12. The process of claim 10, wherein the target biomolecule is a protein, an enzyme, a polysaccharide, lipid or any combination thereof.

13. The process of claim 10, wherein the biomass is seafood waste comprising shrimp shells, lobster shells, crab shells, fish scales or any combination thereof, and the target biomolecule is chitin, collagen or a combination thereof.

14. The process of claim 10, wherein the contacting step (a) is performed at a temperature of about 50° C. to about 90° C.

15. The process of claim 10, further comprising the step of adjusting the pH of the TDES system to precipitate the target biomolecule after separation in step (b).

16. A process for treating a biomass comprising seafood waste, the process comprising: (a) magnetically stirring the biomass with a TDES according to claim 1 at a mass ratio of from about 0.5:10 to about 1.5:30 for a period of from about 1 hours to about 3 hours at a temperature ranging from about 50° C. to about 90° C. to produce an extract comprising chitin;(b) centrifuging the extract for a period ranging from about 5 minutes to about 15 minutes to produce a supernatant comprising a precipitate of the extract; and(c) drying the supernatant at a temperature ranging from about 35° C. to about 45° C. for a period of from about 16 hours to about 32 hours to produce a powder comprising chitin.

17. The process of claim 16, further comprising cooling the extract produced in step (a) to ambient temperature prior to centrifuging the extract in step (b) and/or neutralizing the pH of the supernatant produced in step (b) prior to drying the supernatant in step (c).

18. The process of claim 16, further comprising the step of recycling the TDES for use in subsequent extractions.

19. The process of claim 16, further comprising optionally performing an enzymatic treatment step prior to step (a) to enhance the extraction efficiency of the TDES.
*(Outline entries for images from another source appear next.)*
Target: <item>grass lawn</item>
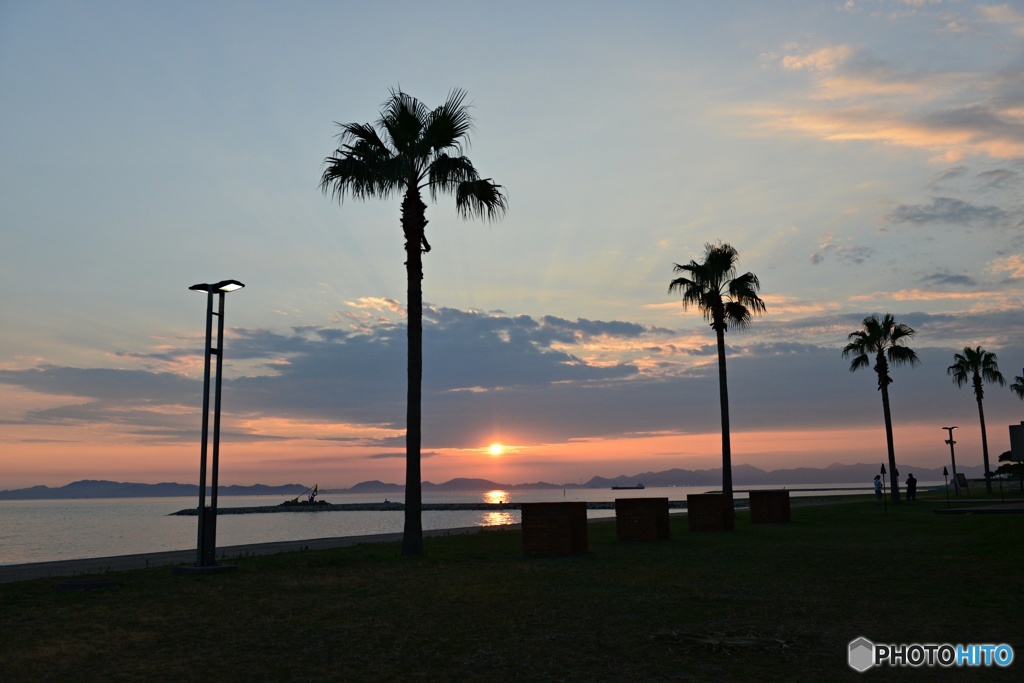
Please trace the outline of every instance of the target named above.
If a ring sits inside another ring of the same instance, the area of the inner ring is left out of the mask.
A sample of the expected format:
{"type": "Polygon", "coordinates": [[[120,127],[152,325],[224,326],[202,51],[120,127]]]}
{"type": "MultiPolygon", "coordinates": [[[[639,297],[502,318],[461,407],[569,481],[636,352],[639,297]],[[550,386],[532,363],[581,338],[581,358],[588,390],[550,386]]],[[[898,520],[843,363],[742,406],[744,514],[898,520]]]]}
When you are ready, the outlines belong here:
{"type": "Polygon", "coordinates": [[[740,511],[727,533],[674,516],[650,544],[600,522],[589,553],[559,558],[523,556],[505,529],[427,539],[418,559],[378,544],[116,572],[102,591],[7,584],[0,681],[1021,680],[1024,515],[945,507],[844,498],[790,524],[740,511]],[[757,638],[694,637],[711,634],[757,638]],[[858,636],[1008,643],[1017,660],[858,674],[858,636]]]}

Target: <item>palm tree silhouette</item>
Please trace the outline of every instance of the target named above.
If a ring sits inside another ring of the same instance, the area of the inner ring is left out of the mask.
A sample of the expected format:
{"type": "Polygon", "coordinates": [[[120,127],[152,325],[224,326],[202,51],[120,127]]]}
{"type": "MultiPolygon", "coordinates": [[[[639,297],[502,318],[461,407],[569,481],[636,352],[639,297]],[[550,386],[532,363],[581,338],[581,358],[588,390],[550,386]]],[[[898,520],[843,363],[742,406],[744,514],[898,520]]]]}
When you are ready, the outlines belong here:
{"type": "Polygon", "coordinates": [[[718,338],[718,389],[722,407],[722,494],[732,497],[732,446],[729,440],[729,387],[725,372],[725,331],[729,325],[742,330],[755,313],[765,312],[758,296],[761,281],[753,272],[736,274],[739,252],[719,242],[706,244],[703,261],[676,263],[673,272],[685,272],[669,283],[669,293],[683,296],[683,309],[695,306],[718,338]]]}
{"type": "Polygon", "coordinates": [[[995,362],[995,354],[980,346],[976,348],[965,346],[963,353],[953,353],[953,365],[946,368],[946,374],[952,375],[953,384],[957,387],[968,382],[974,387],[974,396],[978,400],[978,418],[981,420],[981,455],[985,462],[985,490],[991,494],[992,473],[988,469],[988,435],[985,433],[985,408],[982,404],[985,390],[982,384],[994,382],[1001,386],[1007,381],[1002,379],[1002,373],[995,362]]]}
{"type": "Polygon", "coordinates": [[[1010,390],[1017,394],[1017,397],[1024,400],[1024,375],[1014,378],[1014,383],[1010,385],[1010,390]]]}
{"type": "Polygon", "coordinates": [[[847,335],[849,343],[843,348],[843,357],[853,355],[850,372],[867,368],[871,360],[869,353],[874,354],[874,372],[879,376],[879,391],[882,392],[882,412],[886,418],[886,445],[889,447],[889,473],[892,477],[892,500],[899,503],[899,481],[896,478],[896,452],[893,449],[893,419],[889,411],[889,385],[893,383],[889,376],[889,366],[909,365],[918,362],[918,354],[904,344],[915,334],[913,329],[902,323],[897,323],[892,313],[886,313],[881,321],[877,313],[864,318],[864,328],[847,335]]]}
{"type": "Polygon", "coordinates": [[[406,274],[409,313],[409,383],[406,405],[406,525],[401,554],[423,554],[423,520],[420,443],[423,384],[423,254],[430,251],[426,238],[426,205],[422,190],[432,200],[455,194],[463,218],[493,220],[504,215],[508,204],[501,185],[481,178],[463,155],[469,144],[472,117],[464,90],[452,90],[444,103],[428,109],[423,102],[392,89],[381,105],[375,124],[338,124],[338,148],[325,160],[321,189],[341,203],[346,196],[365,200],[401,196],[401,230],[406,237],[406,274]]]}

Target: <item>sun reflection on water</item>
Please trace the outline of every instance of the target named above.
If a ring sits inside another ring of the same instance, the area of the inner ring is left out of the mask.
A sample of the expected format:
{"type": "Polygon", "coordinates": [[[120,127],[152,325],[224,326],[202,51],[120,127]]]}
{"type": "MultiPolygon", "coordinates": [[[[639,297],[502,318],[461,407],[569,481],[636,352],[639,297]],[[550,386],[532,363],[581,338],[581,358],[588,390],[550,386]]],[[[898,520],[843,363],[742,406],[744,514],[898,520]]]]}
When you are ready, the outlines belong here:
{"type": "Polygon", "coordinates": [[[488,490],[483,495],[483,502],[488,505],[501,505],[502,503],[509,502],[509,494],[507,490],[488,490]]]}
{"type": "Polygon", "coordinates": [[[518,520],[510,512],[483,512],[480,514],[478,526],[502,526],[504,524],[518,524],[518,520]]]}

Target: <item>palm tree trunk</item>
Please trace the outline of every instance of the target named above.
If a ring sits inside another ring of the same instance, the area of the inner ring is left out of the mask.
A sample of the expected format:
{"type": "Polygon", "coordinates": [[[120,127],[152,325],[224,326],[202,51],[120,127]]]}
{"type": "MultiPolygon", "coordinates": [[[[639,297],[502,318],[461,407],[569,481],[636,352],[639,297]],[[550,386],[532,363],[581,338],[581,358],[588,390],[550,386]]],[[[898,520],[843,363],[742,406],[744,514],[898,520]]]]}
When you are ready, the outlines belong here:
{"type": "Polygon", "coordinates": [[[401,203],[401,227],[406,234],[408,286],[408,388],[406,396],[406,527],[401,536],[402,557],[423,555],[423,480],[420,469],[421,401],[423,385],[423,231],[426,205],[419,190],[410,188],[401,203]]]}
{"type": "Polygon", "coordinates": [[[978,396],[978,417],[981,419],[981,456],[985,463],[985,493],[992,493],[992,474],[988,469],[988,435],[985,433],[985,409],[978,396]]]}
{"type": "Polygon", "coordinates": [[[899,503],[899,479],[896,473],[896,449],[893,447],[893,418],[889,412],[889,384],[880,382],[879,388],[882,390],[882,412],[886,417],[886,445],[889,449],[889,481],[892,490],[893,503],[899,503]]]}
{"type": "Polygon", "coordinates": [[[725,373],[725,330],[715,326],[718,336],[718,392],[722,403],[722,494],[732,499],[732,445],[729,440],[729,382],[725,373]]]}

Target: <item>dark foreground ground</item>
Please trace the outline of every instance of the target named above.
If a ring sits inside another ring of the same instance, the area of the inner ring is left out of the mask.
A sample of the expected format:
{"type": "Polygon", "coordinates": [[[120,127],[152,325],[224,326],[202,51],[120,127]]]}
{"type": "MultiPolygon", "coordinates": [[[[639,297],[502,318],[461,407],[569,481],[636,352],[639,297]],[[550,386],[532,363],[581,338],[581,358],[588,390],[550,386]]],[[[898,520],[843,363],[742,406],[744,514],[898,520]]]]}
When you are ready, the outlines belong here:
{"type": "MultiPolygon", "coordinates": [[[[997,503],[998,498],[991,501],[997,503]]],[[[796,507],[790,524],[524,557],[518,530],[0,585],[0,680],[1020,680],[1009,669],[847,665],[874,643],[1010,644],[1024,657],[1024,515],[945,499],[796,507]]]]}

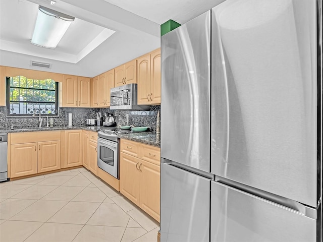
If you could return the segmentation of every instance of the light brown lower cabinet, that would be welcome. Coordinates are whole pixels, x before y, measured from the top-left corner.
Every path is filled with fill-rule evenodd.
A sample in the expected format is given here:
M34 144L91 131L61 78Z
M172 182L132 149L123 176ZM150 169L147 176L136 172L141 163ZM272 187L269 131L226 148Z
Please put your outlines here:
M138 158L120 153L120 192L137 205L140 191L140 161Z
M140 160L139 207L151 217L160 219L160 166Z
M36 174L37 143L11 145L11 177Z
M89 141L89 170L97 175L97 143Z
M11 134L10 177L61 168L60 131Z
M65 167L82 165L83 139L82 130L65 131Z
M133 147L137 157L124 153ZM120 150L120 192L159 222L160 148L122 139Z
M61 168L61 141L38 142L38 173Z
M89 132L83 131L83 150L82 150L82 164L87 169L89 168Z

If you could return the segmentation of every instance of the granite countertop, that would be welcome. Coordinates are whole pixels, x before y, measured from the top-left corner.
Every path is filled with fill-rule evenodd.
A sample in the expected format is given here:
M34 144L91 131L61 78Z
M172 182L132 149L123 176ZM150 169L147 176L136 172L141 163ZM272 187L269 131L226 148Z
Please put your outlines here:
M98 126L56 126L53 127L41 127L41 128L25 128L0 129L0 134L6 133L21 133L21 132L32 132L35 131L50 131L54 130L89 130L94 132L97 132L100 130L101 127Z
M26 128L21 129L0 129L0 134L8 133L21 133L21 132L31 132L35 131L49 131L54 130L84 130L97 132L101 127L99 126L73 126L69 127L68 126L60 126L54 127L42 127L42 128ZM160 147L160 135L157 136L156 134L152 132L140 132L131 133L128 134L118 134L117 136L120 139L125 139L127 140L136 141L142 143L146 145L153 145L157 147Z
M146 145L160 147L160 136L152 132L130 133L118 134L117 136L120 139L136 141Z

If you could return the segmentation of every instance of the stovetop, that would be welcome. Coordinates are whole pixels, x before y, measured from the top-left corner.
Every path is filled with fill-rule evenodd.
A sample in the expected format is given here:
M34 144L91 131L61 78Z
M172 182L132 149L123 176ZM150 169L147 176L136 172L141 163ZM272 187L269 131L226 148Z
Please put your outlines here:
M97 132L99 137L116 141L117 134L129 134L133 133L130 130L121 130L117 127L102 127Z

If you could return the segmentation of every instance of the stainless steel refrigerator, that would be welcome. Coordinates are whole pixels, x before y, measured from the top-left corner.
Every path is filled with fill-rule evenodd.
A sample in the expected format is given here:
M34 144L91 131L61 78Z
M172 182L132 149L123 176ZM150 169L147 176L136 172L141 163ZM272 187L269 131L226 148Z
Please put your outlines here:
M162 37L161 240L320 241L321 1L217 3Z

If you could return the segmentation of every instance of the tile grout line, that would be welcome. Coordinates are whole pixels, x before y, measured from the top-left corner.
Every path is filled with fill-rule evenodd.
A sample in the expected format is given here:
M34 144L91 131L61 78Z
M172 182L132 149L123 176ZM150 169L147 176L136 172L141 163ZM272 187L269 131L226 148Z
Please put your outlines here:
M121 239L120 239L120 242L122 241L122 239L123 238L123 236L125 235L125 233L126 232L126 230L127 230L127 228L128 227L128 224L129 223L129 221L130 221L130 218L131 217L129 216L129 219L128 220L128 222L127 223L127 225L126 225L126 228L125 229L125 231L123 231L123 233L122 234L122 236L121 236Z
M90 217L89 218L89 219L87 220L87 221L85 222L85 223L84 224L83 226L82 227L82 228L81 229L80 229L80 231L79 231L79 232L77 233L77 234L75 236L75 237L74 237L74 238L72 240L71 242L73 242L74 239L75 239L75 238L77 236L77 235L79 234L79 233L80 233L80 232L81 232L82 231L82 230L83 229L83 228L85 226L85 225L86 225L86 224L87 223L87 222L89 221L89 220L90 219L91 219L91 218L92 217L92 216L93 215L93 214L94 213L95 213L95 212L96 212L96 211L99 209L99 208L100 207L100 206L102 205L102 204L103 203L103 201L104 201L105 200L105 199L103 199L103 201L102 201L102 202L101 202L101 204L97 207L97 208L96 208L96 209L95 209L95 211L94 211L93 212L93 213L92 214L92 215L90 216Z
M49 178L49 177L51 177L51 176L49 176L49 177L47 177L47 178ZM72 179L72 178L71 178L71 179ZM42 182L42 181L39 182L39 183L40 183L40 182ZM37 185L37 184L35 184L35 185ZM35 185L34 185L34 186L35 186ZM38 200L36 201L35 202L35 203L36 202L37 202L37 201L39 201L39 200L40 200L40 199L41 199L42 198L43 198L44 197L46 196L46 195L48 195L48 194L49 194L49 193L51 193L52 192L53 192L53 191L55 191L56 189L57 189L58 188L59 188L60 187L60 186L58 186L58 187L57 188L56 188L55 189L54 189L53 190L52 190L52 191L50 191L50 192L49 192L48 193L47 193L46 195L43 196L43 197L42 197L41 198L40 198L40 199L39 199ZM44 201L46 201L46 200L44 200ZM48 200L48 201L50 201L50 200ZM34 203L33 203L32 204L34 204ZM67 203L66 204L67 204ZM66 205L66 204L65 204L65 205ZM65 205L64 205L64 206L65 206ZM63 207L64 207L64 206L63 206ZM28 207L29 207L29 206L28 206ZM25 209L26 209L26 208L25 208ZM61 208L61 209L62 209L62 208ZM60 210L61 209L60 209ZM23 211L24 210L24 209L23 209L23 210L22 210L21 211L20 211L20 212L22 212L22 211ZM52 217L52 216L51 217ZM51 218L51 217L50 217L50 218ZM47 221L48 221L48 220L47 220ZM28 222L31 222L31 221L28 221ZM35 230L35 231L34 231L32 233L31 233L29 235L29 236L27 236L27 238L26 238L25 239L24 239L24 240L23 240L23 241L26 241L26 239L27 239L29 237L30 237L32 234L34 234L34 233L36 231L37 231L39 228L40 228L41 227L42 227L42 226L43 226L43 225L44 225L44 224L45 224L45 223L46 223L46 221L45 221L45 222L43 222L43 224L42 224L41 225L40 225L40 226L39 226L39 227L37 229L36 229L36 230Z
M51 177L51 176L49 176ZM74 176L73 176L74 177ZM72 179L73 177L71 178L71 179ZM66 181L66 182L68 182L69 180L70 180L71 179L68 180L67 181ZM63 184L61 186L58 186L57 188L56 188L55 189L54 189L53 190L52 190L52 191L50 192L49 193L47 193L46 195L44 195L44 196L42 197L41 198L40 198L39 199L38 199L37 201L39 201L40 200L41 198L43 198L44 197L45 197L46 196L47 196L48 194L49 194L49 193L51 193L52 192L53 192L54 191L55 191L56 189L58 189L60 187L62 186L63 185ZM64 186L63 186L64 187ZM80 191L80 192L79 193L78 193L77 195L76 195L74 197L73 197L73 198L70 200L69 201L67 201L68 202L64 205L63 206L62 208L61 208L61 209L60 209L59 210L57 211L57 212L56 212L55 213L54 213L54 214L53 214L51 216L50 216L47 220L46 220L45 222L43 222L43 223L40 225L37 229L36 229L35 231L34 231L34 232L33 232L29 236L28 236L27 238L26 238L23 241L25 241L26 239L27 239L28 238L29 238L29 237L30 237L32 234L33 234L36 231L37 231L38 229L39 229L39 228L40 228L44 224L45 224L45 223L46 223L49 219L50 219L50 218L51 218L53 216L55 215L55 214L56 214L57 213L58 213L60 211L61 211L64 207L65 207L67 204L68 204L70 202L71 202L72 200L75 197L76 197L77 195L78 195L81 192L82 192L82 191L83 191L85 189L86 187L84 187L84 188ZM44 201L57 201L57 200L44 200ZM66 201L65 201L64 202L66 202ZM34 203L33 203L33 204ZM23 210L22 210L22 211ZM15 221L15 220L13 220ZM28 222L31 222L31 221L28 221ZM83 228L83 227L82 227ZM81 231L81 230L80 230Z

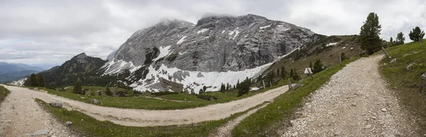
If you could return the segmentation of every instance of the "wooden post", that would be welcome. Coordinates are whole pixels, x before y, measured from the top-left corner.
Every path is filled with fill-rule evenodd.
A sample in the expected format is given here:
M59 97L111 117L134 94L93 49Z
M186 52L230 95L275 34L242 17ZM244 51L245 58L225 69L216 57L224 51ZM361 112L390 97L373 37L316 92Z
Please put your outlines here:
M382 50L383 50L383 53L385 53L385 55L386 55L386 57L389 57L389 55L388 55L388 53L386 52L386 50L385 50L385 48L383 48L383 47L382 47Z
M314 77L312 77L312 75L314 75L314 73L312 73L312 72L310 70L312 70L312 68L307 69L307 72L309 73L309 75L311 77L311 78L312 78L312 79L313 79L313 78L314 78Z
M291 81L290 80L290 78L288 79L288 89L291 89Z
M342 51L339 52L339 63L342 65Z

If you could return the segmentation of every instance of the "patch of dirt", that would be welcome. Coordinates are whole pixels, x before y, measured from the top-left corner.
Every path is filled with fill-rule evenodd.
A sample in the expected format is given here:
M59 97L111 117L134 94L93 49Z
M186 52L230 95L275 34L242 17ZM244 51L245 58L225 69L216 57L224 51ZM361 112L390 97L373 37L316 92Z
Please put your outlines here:
M244 111L264 102L271 101L288 89L288 86L283 86L250 97L194 109L143 110L100 106L26 88L11 86L5 86L5 87L11 90L16 97L26 97L32 99L23 99L21 103L34 102L33 98L40 99L48 103L63 102L64 107L67 109L81 111L99 121L109 121L116 124L129 126L182 125L219 120L227 118L231 114ZM18 103L13 102L11 104ZM9 110L5 111L9 113Z
M333 75L282 136L421 136L379 75L382 57L359 59Z
M11 90L0 106L0 136L74 136L36 102L32 94L5 87Z

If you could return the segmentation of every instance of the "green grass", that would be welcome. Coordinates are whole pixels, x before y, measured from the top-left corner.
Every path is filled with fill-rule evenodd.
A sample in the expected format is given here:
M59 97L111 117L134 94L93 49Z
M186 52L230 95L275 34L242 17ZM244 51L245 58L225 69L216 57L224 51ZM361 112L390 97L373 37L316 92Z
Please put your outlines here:
M392 58L382 60L379 68L389 89L394 89L400 104L409 112L410 119L419 125L416 131L420 135L426 133L426 80L420 78L420 75L426 72L425 42L423 39L423 47L419 42L413 42L386 48ZM390 63L393 58L396 58L397 62ZM405 71L413 62L415 64L412 70Z
M72 122L70 129L78 133L80 136L82 135L82 136L207 136L228 121L262 105L217 121L182 126L133 127L117 125L109 121L100 121L77 111L53 107L38 99L36 99L36 101L60 122Z
M345 60L314 75L314 79L302 81L302 86L296 90L289 90L275 99L274 102L250 115L241 121L232 131L232 136L279 136L278 128L290 124L297 108L303 97L317 90L342 68L359 57ZM285 81L285 80L284 80ZM281 82L285 83L285 82Z
M82 87L82 88L88 89L92 91L102 91L102 92L105 90L105 87ZM30 89L33 88L30 87ZM102 93L103 95L102 96L97 95L97 93L95 96L90 96L88 94L86 95L78 95L72 92L72 87L69 87L66 89L65 92L60 92L59 90L50 90L45 88L42 89L48 91L49 94L55 94L62 97L86 103L89 103L89 100L92 99L96 99L99 101L102 102L102 104L95 104L96 105L99 106L126 109L141 109L147 110L183 109L200 107L207 106L209 104L226 103L234 100L241 99L266 91L260 90L256 92L250 92L248 94L244 94L244 96L239 97L237 97L237 92L229 92L226 93L222 93L219 92L209 92L204 93L205 94L212 94L218 98L218 99L214 101L209 101L197 98L196 96L189 94L187 93L180 93L178 94L168 94L163 96L152 96L149 93L143 93L142 94L136 97L121 97L106 96L104 93ZM119 88L111 88L111 89L113 92L125 90L124 89ZM167 100L160 100L157 99L150 99L146 98L145 97L158 97L170 100L179 100L186 102L176 102Z
M10 93L11 92L6 87L0 86L0 104L1 104L1 102L4 101L6 97L7 97L7 95Z

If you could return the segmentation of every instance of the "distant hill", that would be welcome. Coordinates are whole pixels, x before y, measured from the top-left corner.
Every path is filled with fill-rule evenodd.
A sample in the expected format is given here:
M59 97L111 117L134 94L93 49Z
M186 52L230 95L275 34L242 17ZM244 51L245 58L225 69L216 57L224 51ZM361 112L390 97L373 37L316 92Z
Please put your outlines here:
M26 64L0 62L0 83L18 80L43 70Z
M37 73L39 71L38 70L21 70L17 72L0 74L0 83L18 80L21 79L22 77L29 76L33 73Z

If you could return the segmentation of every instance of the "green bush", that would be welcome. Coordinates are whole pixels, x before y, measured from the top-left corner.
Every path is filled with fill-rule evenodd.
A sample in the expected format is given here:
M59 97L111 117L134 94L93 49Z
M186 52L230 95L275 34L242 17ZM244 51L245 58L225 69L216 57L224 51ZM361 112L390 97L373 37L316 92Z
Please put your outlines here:
M197 97L204 100L211 100L212 99L217 100L217 97L211 94L198 94Z
M154 96L163 96L163 95L166 95L166 94L179 94L179 93L174 92L169 92L169 91L158 92L153 92L153 93L151 93L151 94L154 95Z
M6 97L10 94L11 92L3 86L0 86L0 104L6 99Z

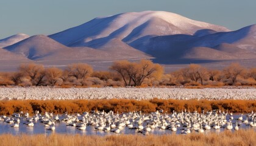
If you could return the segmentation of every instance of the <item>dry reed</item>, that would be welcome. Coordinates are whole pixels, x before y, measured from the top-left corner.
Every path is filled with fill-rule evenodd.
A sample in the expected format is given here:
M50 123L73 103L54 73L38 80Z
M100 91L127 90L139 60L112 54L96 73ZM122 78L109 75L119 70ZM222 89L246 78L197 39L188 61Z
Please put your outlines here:
M129 112L141 111L143 113L154 112L163 109L166 112L173 110L180 112L187 109L191 112L197 111L205 112L212 110L228 110L233 113L251 113L256 111L256 100L129 100L129 99L101 99L101 100L1 100L0 114L12 114L13 113L27 111L32 113L35 110L39 112L54 113L82 113L91 110L114 112Z
M111 135L105 136L61 134L0 135L2 146L9 145L256 145L255 130L233 133L191 133L188 135Z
20. A process for preparing a TDES system for recovery of a target biomolecule from a biomass, comprising mixing a HBA comprising betaine or choline chloride, a HBD1 comprising an organic acid; and a HBD2 comprising a polyol at a HBA:HBD1:HBD2 molar ratio selected based on a desired molecular weight, viscosity, and/or morphology of a target biomolecule to be recovered from a biomass, wherein the mixing is performed at a temperature ranging from about 75° C. to about 95° C. for a time period ranging from about 1 hour to about 3 hours until a homogenous liquid comprising the TDES system is produced.